Eliza Manokey (b. ? - d. ?)
MSA SC 5496-8254
Fled from Slavery, Talbot County, Maryland, 1856
Biography:
Eliza Manokey escaped from servitude in Talbot County, Maryland, in 1856. She joined fellow fugitives Peter Pennington, Joe Bailey, and William Bailey, whose accounts of events were much more complete.1 It is unknown whether Eliza was slave or free, and exactly where she labored in Talbot County. She may have been the "Eliza Manoka," recorded in the Baltimore Runaway Dockets, who unsuccessfully attempted to pass as a free woman in 1849. 2 Undoubtedly, she had heard about Harriet Tubman's bold strikes against slavery in the area, and she may have been related to the heroine's Manokey cousins.3 Eliza decided to join the party of fugitives after they enlisted Tubman's guidance in November, 1856. However, she was probably unaware that her companions were so highly valued by their owners, who posted a twenty six hundred dollar reward on November 22.4 Joe Bailey alone, had elicited a $1500 offer from William R. Hughlett, creating a particular degree of awareness at the group's flight.

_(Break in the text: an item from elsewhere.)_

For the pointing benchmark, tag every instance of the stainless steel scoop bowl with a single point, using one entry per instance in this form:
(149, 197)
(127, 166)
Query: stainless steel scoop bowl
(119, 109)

Considering their high profile, the runaways took great caution in making their way to Wilmington, Delaware, needing about 10 more days than it usually took Tubman to reach that destination.5 She and Thomas Garrett had already conducted several campaigns using that route, but had rarely faced such considerable attention. The three men's owners had beaten the group to Delaware, and Garrett was forced to concoct a deceptive ruse to get them past various patrols blocking the Christiana River. He employed a group of black bricklayers to hide the five individuals in their loaded wagon, "singing and shouting" as to ease the minds of suspicious whites.6 They were then forwarded to William Still in Philadelphia, where he recorded some details of their escape.7 While Eliza may ultimately reached Canada with the rest of her party, there is no record of her life there.
Footnotes -
1. William Still. The Underground Railroad: A Record of Facts, Authentic Narratives, Letters, etc. (Philadelphia: Porter & Coates, 1872), pp. 272-274
2. BALTIMORE CITY AND COUNTY JAIL (Runaway Docket), 1836 - 1850, Docket #1307, "Eliza Manoka".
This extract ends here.